Development and application of a simple recombinase polymerase amplification assay for rapid point-of-care detection of feline herpesvirus type 1

Abstract

Feline herpesvirus type 1 (FHV-1) is a highly contagious pathogen of domestic cats and other members of the family Felidae. Point-of-care diagnosis of persistent infection in cats is essential for control of its spread. A recombinase polymerase amplification (RPA) assay (RPA-LFD-FHV) combined with a lateral flow dipstrip (LFD) was developed that uses human body heat for incubation. Sensitivity was evaluated by testing a serial dilution of a control plasmid, and specificity was evaluated by testing related viruses. Swab samples from cats with suspected infection were tested by RPA-LFD-FHV, and the results were compared to those obtained by PCR to evaluate its clinical performance.
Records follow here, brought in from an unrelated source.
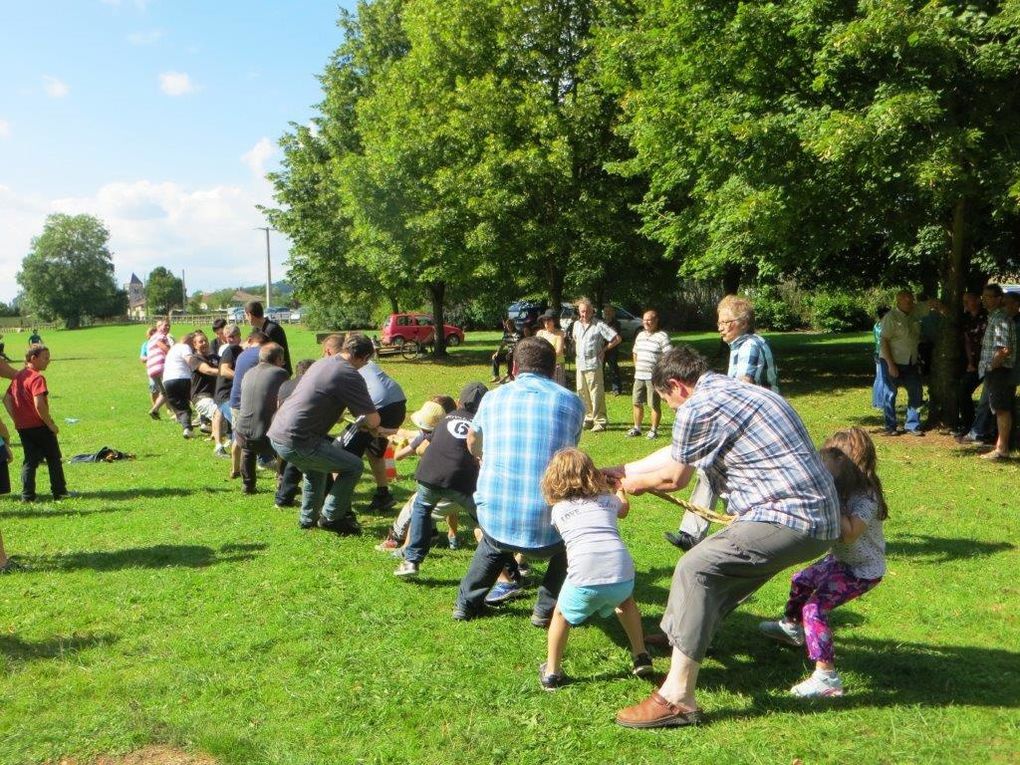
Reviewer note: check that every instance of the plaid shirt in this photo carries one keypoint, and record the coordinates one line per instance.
(753, 445)
(999, 334)
(522, 425)
(750, 355)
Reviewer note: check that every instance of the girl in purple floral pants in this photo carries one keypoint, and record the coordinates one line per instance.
(856, 564)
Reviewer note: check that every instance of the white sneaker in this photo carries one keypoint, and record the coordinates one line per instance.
(819, 685)
(406, 570)
(782, 631)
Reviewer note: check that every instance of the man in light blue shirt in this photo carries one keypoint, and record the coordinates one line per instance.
(515, 432)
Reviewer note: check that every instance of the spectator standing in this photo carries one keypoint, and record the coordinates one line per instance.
(221, 393)
(254, 314)
(28, 403)
(155, 358)
(515, 432)
(901, 334)
(592, 339)
(650, 344)
(996, 368)
(972, 324)
(552, 334)
(612, 365)
(300, 431)
(259, 398)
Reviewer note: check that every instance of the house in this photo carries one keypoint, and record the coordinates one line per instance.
(136, 298)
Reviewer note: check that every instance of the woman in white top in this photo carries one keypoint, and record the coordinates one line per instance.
(552, 334)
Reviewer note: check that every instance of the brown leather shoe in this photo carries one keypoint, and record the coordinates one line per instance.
(656, 712)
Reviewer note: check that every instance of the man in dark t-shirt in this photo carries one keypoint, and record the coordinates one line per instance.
(447, 471)
(259, 396)
(300, 431)
(254, 313)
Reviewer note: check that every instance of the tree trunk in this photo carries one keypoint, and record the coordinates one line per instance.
(437, 291)
(946, 362)
(556, 277)
(731, 279)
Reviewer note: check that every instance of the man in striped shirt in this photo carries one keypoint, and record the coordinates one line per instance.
(650, 344)
(747, 440)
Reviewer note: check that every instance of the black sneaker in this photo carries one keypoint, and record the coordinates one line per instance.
(681, 540)
(643, 665)
(551, 681)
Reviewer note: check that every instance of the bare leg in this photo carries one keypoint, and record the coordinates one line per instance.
(377, 465)
(679, 684)
(629, 617)
(559, 629)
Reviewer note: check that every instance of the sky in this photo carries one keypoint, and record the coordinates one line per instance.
(160, 117)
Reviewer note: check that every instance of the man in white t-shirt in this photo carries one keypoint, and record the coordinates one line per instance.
(592, 339)
(650, 344)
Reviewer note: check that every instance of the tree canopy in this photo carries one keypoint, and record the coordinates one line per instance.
(68, 272)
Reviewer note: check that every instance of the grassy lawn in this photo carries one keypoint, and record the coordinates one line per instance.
(163, 606)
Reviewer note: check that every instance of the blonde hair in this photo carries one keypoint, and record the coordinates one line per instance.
(856, 444)
(571, 474)
(740, 308)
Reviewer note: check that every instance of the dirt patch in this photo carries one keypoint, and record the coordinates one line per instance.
(148, 756)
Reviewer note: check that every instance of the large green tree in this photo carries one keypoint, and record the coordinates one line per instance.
(828, 141)
(163, 292)
(68, 272)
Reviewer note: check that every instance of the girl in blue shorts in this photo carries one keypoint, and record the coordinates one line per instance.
(600, 570)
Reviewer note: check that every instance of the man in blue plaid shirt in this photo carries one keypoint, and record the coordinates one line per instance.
(751, 443)
(515, 432)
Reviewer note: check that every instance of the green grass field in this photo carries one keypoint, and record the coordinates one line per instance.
(162, 606)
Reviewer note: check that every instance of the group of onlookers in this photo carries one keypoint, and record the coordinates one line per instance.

The RPA-FLD-FHV assay was carried out successfully within 20 min, using body heat for incubation. The RPA-FLD-FHV had a detection limit of 103 copies of the FHV-1 gD gene, which was lower than that of PCR, which was 104 copies. The assay could detect templates of FHV-1 but not those of other feline and canine viruses. Viruses in boiled samples could be efficiently detected by the RPA-FLD-FHV. Thirty-one out of the 80 samples were positive by the RPA-FLD-FHV assay, whereas only 27 were positive by PCR. DNA sequencing confirmed that the four samples that were positive by RPA-FLD-FHV but negative by PCR were indeed positive. These results indicate that RPA-FLD-FHV is applicable for clinical use. The RPA-FLD-FHV assay is a simple, rapid, and reliable method for point-of-care diagnosis of FHV-1 infection.

Introduction

Feline herpesvirus type 1 (FHV-1) is a highly contagious pathogen of domestic cats and other members of the family Felidae, including South China tigers [7] and the cheetahs [9]. Young and adolescent cats are at risk of acute primary disease, and most of them develop a persistent infection. About half of persistently infected cats shed virus throughout their life [3]. These carriers are able to spread infection, making prevention and control of the disease more challenging. When buying or introducing potentially susceptible animals, FHV-1 detection in the field is the first measure for prevention and control infection. Field diagnosis is essential for identification of persistent infection in cats, and it is also important for timely treatment at the early stage of infection. At present, a gold immunochromatography strip assay is the only available assay for rapid FHV-1 detection, but it can only be used during the symptomatic period of disease. A more sensitive method for point-of-care detection of FHV-1 needs to be developed.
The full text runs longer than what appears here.